Relationship between Memory and Learning
Memory and learning are closely interrelated because having memory is not necessary if its possessor never uses it while learning without memory is simply impossible. Memory is extremely important for a person because, without it, an individual has only basic reflexes and is capable of simple stereotyped behaviors (Okano, Hirano, Balaban, 2004). Learning, in its turn, is a process during which memory is acquired. For instance, in order to learn to ride a bicycle, a person has to memorize a number of details related to this procedure and practice these details until perfect. The subsequent learning (for instance, learning to drive a motorcycle or a car) consists in recollecting these details all the time, connecting them with the newly acquired information, retrieving it, and making corresponding conclusions. This is the essence of the process of learning and, to make this process effective, memory should be, if not perfect, then at least above the average level. This is why people always strive to improve their memory.
Types of Memory
There exist different kinds of memory and learning can improve some of them. Memory can be declarative (which is easily accessible to conscious recollection) and non-declarative, or procedural (which is needed to recollect skills that have been learned earlier) (Boller, Cermak, & Grafman, 2000). From these two, procedural memory allows tracing the relationship between memory and learning in the best way. Procedural memory is often referred to as skills learning. Owing to this type of memory, people can learn new skills, as well as improve them. Thus, for instance, if a person acquires tennis playing skills and will be practicing often, it will be possible to improve these skills.
Neuroanatomy of Memory and Learning
Due to the fact that memory can be declarative and procedural, neuroscientists have suggested that separate mechanisms for both these types exist in the human brain. They believe that the hippocampus and cerebrum are important for declarative memory, while the cerebellum is necessary for the procedural one (Sherwood, 2008). With any of these types of memory, certain alterations have to occur in the brain. Hippocampus is responsible for storing and retrieval of semantic information, such as “the meaning of words, famous dates in history, names of acquaintances, and other information that is encoded by language or other conscious methods” (Pritchard & Alloway, 2000). This is why damage to the hippocampus may result in amnesia after which a person will have to restore this information. Cerebellum, in its turn, is responsible for motor performance this is why it plays an especially important role in learning. Thus, using the declarative memory, the brain recollects and retrieves the information based on which it develops skills by impacting the procedural memory or, to be more exact, Purkinje neurons (the neurons of the cerebellar cortex) the firing of which “is modified directly through the action of mossy fibers on climbing fibers so that in a sense, the climbing fibers are “teaching” the Purkinje neurons to generate a new response” (Dewey, Hoffman, & Rudowsky, 2003, p. 250).
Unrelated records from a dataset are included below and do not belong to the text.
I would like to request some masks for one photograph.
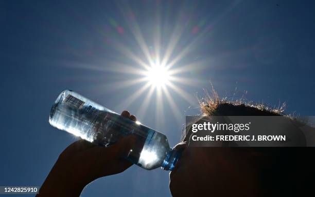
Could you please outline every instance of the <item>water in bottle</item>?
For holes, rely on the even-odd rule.
[[[71,90],[65,90],[58,97],[51,107],[49,123],[59,129],[106,147],[127,135],[135,135],[137,144],[126,159],[147,170],[162,167],[172,170],[180,156],[180,152],[170,148],[163,134]]]

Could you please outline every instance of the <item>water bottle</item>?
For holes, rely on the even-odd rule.
[[[151,170],[159,167],[172,170],[180,152],[169,147],[166,136],[123,117],[71,90],[63,91],[50,111],[49,123],[95,144],[107,147],[129,135],[137,144],[126,159]]]

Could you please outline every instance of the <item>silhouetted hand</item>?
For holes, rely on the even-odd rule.
[[[124,111],[121,115],[136,121]],[[120,173],[132,165],[124,159],[133,144],[134,136],[104,147],[83,140],[70,145],[60,155],[38,196],[79,196],[89,183],[102,176]]]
The memory is believed to be stored in the synapse where communication between the nerve cells takes place (Okano, Hirano, Balaban, 2004). The extension of memory takes place due to synapse plasticity. This plasticity is induced by the conditioning stimulation, though how exactly this plasticity is implicated in memory and learning still remains unknown.
Boller, F., Cerman, L.S., & Grafman, J. (2000). Handbook of Neuropsychology: Memory and its disorders. London: Elsevier Health Sciences.
Dewey, C.W., Hoffman, A.G., Rudowsky, C. (2003). A practical guide to canine and feline neurology. New York: Wiley-Blackwell.
Okano, H., Hirano, T., & Balaban, E. (2000). Learning and Memory. Proceedings of the National Academy of Sciences, 93(23): 12403-12404.
Pritchardm T.C. & Alloway, K.D. (2000). Medical neuroscience. Oxford: Hayes Barton Press.
Sherwood, L. (2008). Human physiology: From cells to systems. London: Cengage Learning.